The New Year celebration is centred around removing the bad and the old, and welcoming the new and the good. It's a time to worship ancestors, exorcise evil spirits and pray for good harvest.
Today it's celebrated also by Chinese communities outside the country. Lion dance, dragon dance, temple fairs, flower market shopping, and so on are just a few of these rich and colorful activities.
In the run-up to the new year, people will clean their houses to get rid of dirt, rubbish, and other unwanted items. They will redecorate them with red couplets, lanterns, new flowerpots, and furniture, and will shop for foodstuffs for banquet specialties.
The New Year is an important family reunion occasion, so those who are living or working far away would return home prior to the holiday. In China this is now known as Chun Yun (春运 Moving in the Spring): tens of millions of people travel on the country's vast public transport systems or via private means, coming home to be with their loved ones.
Among other Chinese New Year traditions is the thorough cleaning of one’s home to rid the resident of any lingering bad luck. Some people prepare and enjoy special foods on certain days during the celebrations. The last event held during the Chinese New Year is called the Lantern Festival, during which people hang glowing lanterns in temples or carry them during a nighttime parade. Since the dragon is a Chinese symbol of good fortune, a dragon dance highlights festival celebrations in many areas. This procession involves a long, colorful dragon being carried through the streets by numerous dancers.
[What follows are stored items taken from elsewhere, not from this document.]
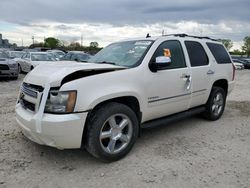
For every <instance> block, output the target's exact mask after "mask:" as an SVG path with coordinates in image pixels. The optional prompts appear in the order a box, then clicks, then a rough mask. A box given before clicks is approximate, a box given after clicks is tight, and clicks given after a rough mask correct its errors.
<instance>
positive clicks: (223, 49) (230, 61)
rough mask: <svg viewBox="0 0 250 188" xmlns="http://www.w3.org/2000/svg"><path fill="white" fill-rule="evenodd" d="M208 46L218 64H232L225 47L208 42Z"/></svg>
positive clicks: (207, 43)
mask: <svg viewBox="0 0 250 188" xmlns="http://www.w3.org/2000/svg"><path fill="white" fill-rule="evenodd" d="M207 46H208V48H209V49H210V51H211V52H212V54H213V56H214V58H215V60H216V61H217V63H218V64H225V63H232V62H231V60H230V58H229V56H228V53H227V51H226V49H225V48H224V46H223V45H221V44H215V43H211V42H207Z"/></svg>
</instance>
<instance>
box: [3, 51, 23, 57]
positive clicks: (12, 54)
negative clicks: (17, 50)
mask: <svg viewBox="0 0 250 188" xmlns="http://www.w3.org/2000/svg"><path fill="white" fill-rule="evenodd" d="M7 53H8V55H9V57H10V58H21V57H22V56H23V55H24V54H25V52H22V51H8V52H7Z"/></svg>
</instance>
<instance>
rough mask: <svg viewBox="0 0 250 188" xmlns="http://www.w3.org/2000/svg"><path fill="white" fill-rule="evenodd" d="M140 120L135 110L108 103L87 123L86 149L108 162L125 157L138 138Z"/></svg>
mask: <svg viewBox="0 0 250 188" xmlns="http://www.w3.org/2000/svg"><path fill="white" fill-rule="evenodd" d="M138 130H139V125H138V120H137V117H136V115H135V113H134V111H133V110H131V109H130V108H129V107H128V106H126V105H124V104H120V103H114V102H112V103H108V104H105V105H103V106H101V107H99V108H97V109H96V110H94V112H92V114H91V115H90V118H89V121H88V123H87V135H86V136H87V140H86V149H87V151H88V152H89V153H91V154H92V155H93V156H95V157H97V158H99V159H101V160H103V161H107V162H112V161H116V160H119V159H121V158H122V157H124V156H125V155H126V154H127V153H128V152H129V151H130V150H131V148H132V147H133V145H134V143H135V141H136V138H137V136H138Z"/></svg>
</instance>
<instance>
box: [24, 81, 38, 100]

As an important family reunion occasion, food and drink are a crucial part of the New Year celebration. Members of the family sit around a big table to have a New Year's Eve dinner. This is known as Nian Ye Fan (年夜饭).
Families burn incense to worship their ancestors. Older and senior members of the family give the younger ones good luck pocket money known as Ya Sui Qian (压岁钱) contained in a red envelope (Hong Bao 红包).
At midnight on New Year's Eve, noisy firecrackers would be set off to usher in the New Year. On New Year's Day and the few days that follow, friends would visit each other's homes offer good luck wishes to each other, and exchange seasonal greetings (拜年), where they make a bow with hands folded in front (作揖).
The decoration is a big part of the Chinese New Year celebration. People spend substantial time and effort to uplift their houses and the immediate surroundings in order to welcome the Gods of Wealth (财神). There are said to be two Gods of Wealth: one God of Civil (文神) and one God of Military (武神).People fix up paper cuts (窗花) on windows and folk paintings on walls, hang red lanterns in and outside their houses, display couplets (春联) on doors, hang a big Chinese character LUCK (福) on the main entrance and so on.
In some parts of northern China, this Chinese character is often hung upside down because the term "upside down" sounds like "arriving" in Mandarin Chinese. Thus an upside-down LUCK would mean LUCK arriving there.
Streets, city squares, and other public places are also decorated with banners, flags, flowerpots, orange trees, and so on in order to boost the festive atmosphere. Peach, plum, and daffodils are mostly seen because they are thought to bring good luck.